The GDC allowed the art club to take on the Cottar House and Coach House building and adapt it to their needs.
After some hard work to bring the building up to a habitable state the club were in business and had their very own studio in which to meet and work, they have remained there ever since.
In return for the patronage of the Corporation and subsequently the Council, the club has paid a handsome dividend over the years organising a wealth of day and evening classes in everything from life drawing and pottery modelling to weaving, embroidery, pottery and carving of wood and stone.
And in that time have brought some of the leading artists of the day to town.
The club continued to evolve, and when GDC was due to be wound up in 1995 it made a successful request to acquire the Cottar House and became a registered charity.
Throughout its history the club has strived to bring art to the community and the annual exhibition is the respected and much anticipated highlight in its events calendar.
In recent times the club has developed an ‘Arts 4 U’ youth group especially for 12 - 16-year-olds and over the festive period last year organised a highly successful week-long ‘pop-up shop’ initiative which it plans to expand on this coming December.
Later this month, as part of the ongoing celebrations, the club will release a specially produced photobook entitled ‘60 Years of Art’ which will be filled with a wealth of photographs, newspaper articles and other material relating to the first 60 years.
60th anniversary offers something for everyone
A recent National Lottery Awards For All windfall of £10,000 had helped secure the club for the future and help bring together a diverse and interesting programme of events in 2015.

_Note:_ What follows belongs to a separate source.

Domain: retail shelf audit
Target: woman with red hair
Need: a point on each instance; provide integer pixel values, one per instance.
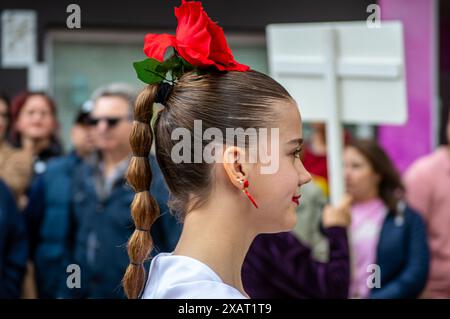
(34, 127)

Here a few of the highlights:
April 21 - Rothes Halls lecture series - Stanley Bonnar ’A Quest for Public Art’ 7.00 p.m. £2
May 19 - Rothes Halls lecture series - Sandy Guy 7.00 p.m. £2
June 6 - 50s and 60s dance including live band Raeburn Heights, Coaltown of Balgonie Bowling Club £5
August 8 - Annual Exhibition, Rothes Halls Gallery - official opening by original Glenrothes town artist David Harding OBE. 3.00 p.m.
September 13 - Doors Open Day Fife, come and take a tour around Cottar House studios, many events and demonstrations taking place.
November 14-29 - Glenrothes Art Club’s pop up shop, kingdom Shopping Centre.
December 4 - Diamond Jubilee Gala Dinner, Rothes Halls.
A year to remember - says club president
“We aim to have something for everyone and a few surprises too.”
That’s the message from Glenrothes Art Club president Lillian Sloan, as she and fellow club members get ready to launch their impressive events programme.
“The club was started with the aim of promoting art in the community and that belief has remained central to the club throughout its 60 years and is one of the things that has made it so popular throughout that time,” Lillian added.
“So our events programme has that in mind.
“The close association and support for art across the town and the various town artists who have helped to make Glenrothes so unique over many years, we are delighted to be able to welcome one of those artists David Harding to open our annual exhibition in September.
“We plan to make it a year to remember welcome everyone within the town to come and celebrate sixty years of art in Glenrothes with us.”